Japanese Gyoza
Ready In: 2 hrs 30 mins
Yields: 100 gyoza
Ingredients
- 1 lb country-style pork sausage
- 1 lb ground lean pork
- 1 tablespoon soy sauce
- 2 teaspoons chili oil
- 1 carrot, finely shredded
- 4 cloves garlic, minced
- 6 green onions, chopped
- 2 -3 tablespoons fresh ginger, grated
- 1⁄2 medium cabbage, shredded
- 1⁄2 cup beef broth
- 2 packages gyoza skins
- peanut oil
Dipping Sauce
- 1⁄3 cup tahini (sesame paste)
- 1⁄3 cup rice vinegar
- 1⁄3 cup Japanese soy sauce
- 1⁄4 cup sugar or 1⁄4 cup light corn syrup
- 1 1⁄2 tablespoons sesame oil
- 1 tablespoon fresh garlic, pressed or finely chopped
- 1 tablespoon chili oil
- 1⁄2 teaspoon szechwan pepper
- 2 -3 green onions, chopped
Directions
- In a large skillet brown the pork and sausage.

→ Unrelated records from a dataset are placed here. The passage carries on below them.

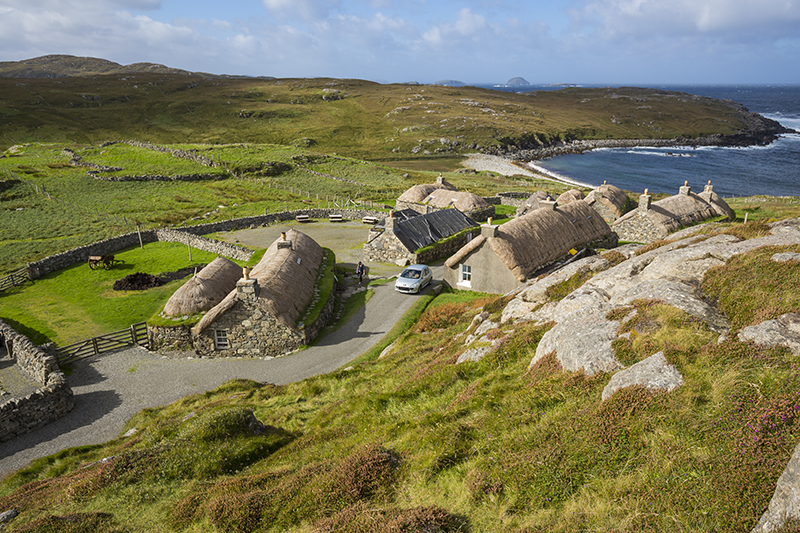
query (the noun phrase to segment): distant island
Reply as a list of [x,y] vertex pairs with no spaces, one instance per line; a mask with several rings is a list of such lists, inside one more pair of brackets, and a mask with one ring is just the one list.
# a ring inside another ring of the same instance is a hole
[[517,76],[516,78],[511,78],[506,82],[506,85],[530,85],[530,82],[525,78],[521,78]]
[[444,85],[446,87],[464,87],[467,84],[458,80],[439,80],[433,83],[434,85]]

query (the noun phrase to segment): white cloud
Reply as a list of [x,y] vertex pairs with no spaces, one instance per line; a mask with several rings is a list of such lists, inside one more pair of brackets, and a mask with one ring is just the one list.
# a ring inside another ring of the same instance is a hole
[[588,0],[578,24],[607,37],[624,35],[797,34],[800,0]]
[[321,20],[336,11],[341,0],[261,0],[273,15],[287,20]]

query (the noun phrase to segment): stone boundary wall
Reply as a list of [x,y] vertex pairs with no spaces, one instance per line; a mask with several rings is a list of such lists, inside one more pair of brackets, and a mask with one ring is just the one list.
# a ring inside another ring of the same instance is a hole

- Saute this over med-high heat, adding the soy sauce and chili oil.
- When the meat is browned, add the next 4 ingredients and fry for several minutes.
- Add cabbage, cook til wilted.
- Add broth.
- Cover, let mixture steam until liquid is reduced.
- Remove mixture with slotted spoon and place in bowl to cool.
- *Brush water around the edges of gyoza wrapper.
- Place filling in gyoza.
- Seal with gyoza press or pinch together with fingers making little folds.
- Heat less than 1/4 cup peanut oil in pan.
- Addd several gyoza to pan.
- Brown gyoza on both sides.
- Carefully add 1/4 cup water to hot pan and quickly cover.
- Let steam until liquid is evaporated.
- Remove to cool.
- Makes about 100.
- These freeze well, freeze in single layer.
- *Ihave made the the filling the day before and assembled the gyoza right beore cooking.
- The whole family helps with this process.
- To make dipping sauce: Simply combine all of the ingredients in your blender or food processor.
- Blend at high speed until the sauce is smooth.
- Pour the sauce in a small serving bowl and top with a couple of drops of chili oil (if desiring a hotter sauce) and chopped green onions.